Moorings extend in three or four ranks for approximately 3 miles up river. There is now relatively little room to anchor below the lighthouse, east of the marina, and it would be subject to ferry traffic, and impede access to the fishing/fuelling jetty.
|The results of an August 2011 survey, showing the results|
of dredging activity. The sand is still moving about
|Moorings extend for nearly 3 miles down river from El Rompido|
The marina offers 337 berths on floating pontoons/piles, in tidal waters, close to the mid stream. It opened in 2005, and is managed by Wolfgang Michalsky, who formerly ran the Varadero Ria Piedras.

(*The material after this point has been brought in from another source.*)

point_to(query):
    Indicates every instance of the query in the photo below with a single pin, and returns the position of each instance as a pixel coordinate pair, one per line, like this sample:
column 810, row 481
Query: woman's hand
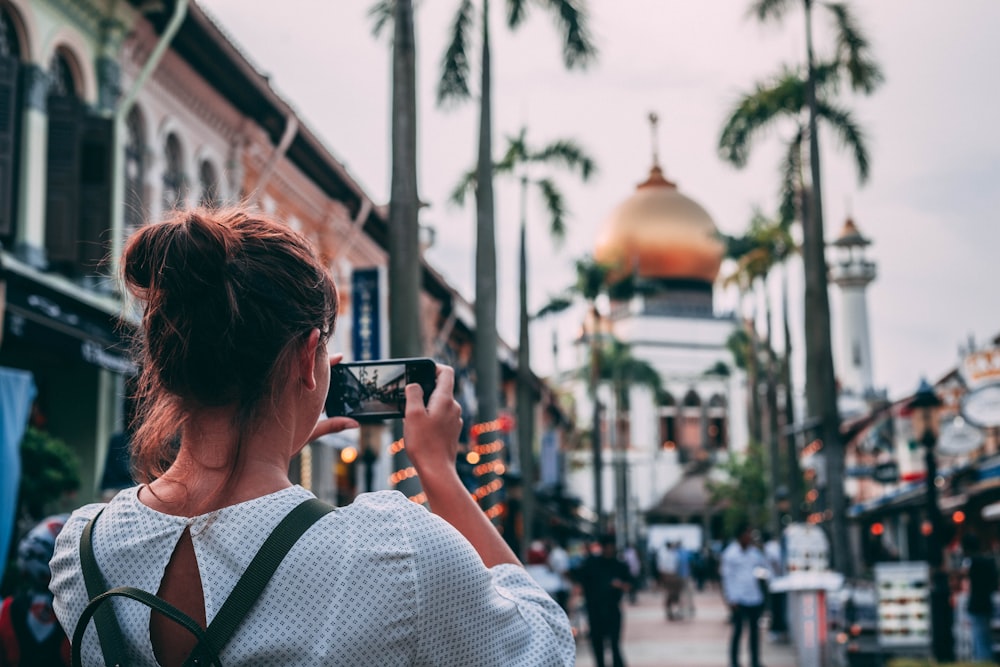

The marina has a web site www.puertoelrompido.com, this includes recommendations for entry to the river, tariff, local conditions, etc. Other contact details: +34 959 399 245 and Email
The marina recognises that many boats prefer to anchor, and makes their facilities available to anchored yachts for payment of 6euros per day. This includes mooring of the tender, use of showers and facilities, and wifi.
|The new marina||The new marina|
There are limited landing points available, other than on the beach, apart from the marina. The Varadero no longer welcomes boats on their pontoon, although (reluctantly) allowed us to stay. There is a pier restricted to the use of fishing boats, and a floating pontoon used by the ferries across to the beaches on the opposite side, where a tender would not be welcomed.
There are two yacht clubs in the estuary, below the village. They both have landing jetties, with a a gap left between the moorings to approach. We saw a yacht lying alongside the upper (Club Nautico) jetty, but did not try using their facilities at all. The clubs are some distance from the village.
There are small shops and supermarkets in the village, serving basic requirements. There is a commercial centre below the lighthouse, and this includes a good supermarket conveniently situated, as well as bars and restaurants. There is a Carrefour signposted on the main road north of the village, but we did not discover exactly where or how far.
|Fishing boats moored at El Terron viewed looking north|
Moorings extend up river from here and there may
be a tenable anchorage
|Fishing net repairs: service sheds and chandler behind|
The Varadero still offers services, and a British yacht was undergoing a hull paint and makeover. It is now under new management. There was also another yard, offering some engine services.
At El Terron, there is a fishing harbour and small marina for local fishing boats. Moorings extend further up river. There is a chandlery, and service agents for Volvo Penta, Yanmar, Yamaha, etc., and some small fishing tackle and bait shops. The local industry appears to be the repair of fishing nets, delivered by truck with a large reel on the back.